Although endovascular treatment (EVT) is the criterion standard therapy for patients with acute ischemic stroke in the anterior circulation and proximal arterial occlusion, results from randomized clinical trials regarding the effectiveness of EVT for ABAO are still lacking.2 Nevertheless, EVT is considered useful and routinely performed in real-world practice. Expert opinions have encouraged this practice3 to maximize the chance of reperfusion and good clinical outcome.
However, there are contradictory results on predictors of functional outcome as well as on the best reperfusion strategies (IV thrombolysis [IVT] alone, EVT, bridging therapy) in patients with ABAO. The Acute Basilar Artery Occlusion: Endovascular Interventions versus Standard Medical Treat-ment (BEST) randomized trial was stopped ahead of time because of the higher rate of crossover between treatment groups.4
Using data from our prospective registry, we aimed to investigate predictive factors of 90-day good functional outcome in a large cohort of patients with ABAO. Because of the high sensitivity in detecting posterior fossa ischemic lesions and infarct volume, MR imaging is the main selection technique for patients with acute ischemic stroke at our department, and all included subjects were MR imaging–selected.
MATERIALS AND METHODS
Inclusion Criteria and Patient Characteristics
We reviewed all patients referred to our hospital with ABAO confirmed by MR imaging and subsequently treated with EVT from January 2011 to October 2018. The inclusion criteria for EVT were the following: 1) patients with ABAO and acute stroke detected on cerebral MR imaging admitted within 24 hours from symptom onset; 2) patients with pertinent clinical deficits undergoing an evaluation by a physician (without NIHSS limits); and 3) confirmation of ABAO on angiography. Patients were considered not eligible for EVT (and received medical management) on the basis of the following exclusion criteria: 1) prestroke mRS score of more than two; 2) life expectancy of <6 months; 3) imaging evidence of cerebellar mass effect or acute hydrocephalus; and 4) bilateral extended brain stem ischemia.

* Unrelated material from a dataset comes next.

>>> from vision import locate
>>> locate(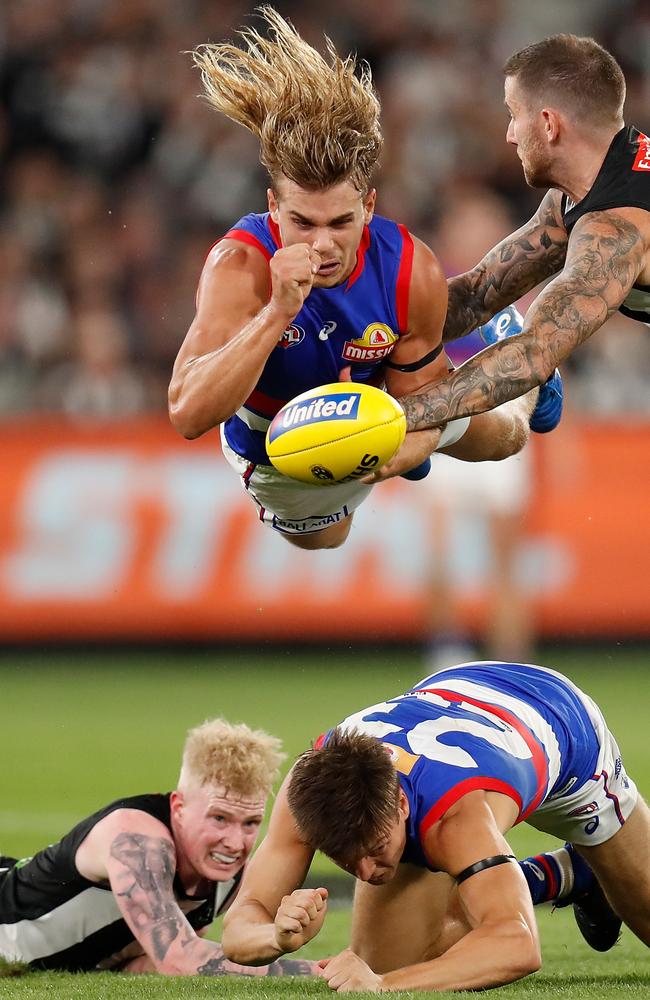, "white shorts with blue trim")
[221,427,373,535]
[526,689,638,847]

Baseline characteristics, NIHSS, Glasgow Coma Scale (GCS), mothership or drip and ship strategy, and use and time of IVT were assessed by a stroke neurologist on admission. An NIHSS score of 40 was assigned to comatose patients with a GCS of 3. The local ethics committee approved the use of the patients' data for this study.
Neuroimaging Assessment
We recorded 2 scores to measure early ischemic changes on DWI in the posterior circulation: 1) the posterior circulation ASPECTS (PC-ASPECTS),5 and 2) the DWI brain stem score (BSS).6
The DWI BSS separately analyzes the medulla, pons, and midbrain, considering the right and left sides separately. One point was given for each unilateral DWI lesion at the brain stem level (medulla, pons, and midbrain) that occupied less than half of the area; and 2 points were given if the lesion occupied more than half of the area. The brain stem DWI lesion score ranged from 0 to 12. There were no limits on the PC-ASPECTS and DWI BSS scales for inclusion of patients.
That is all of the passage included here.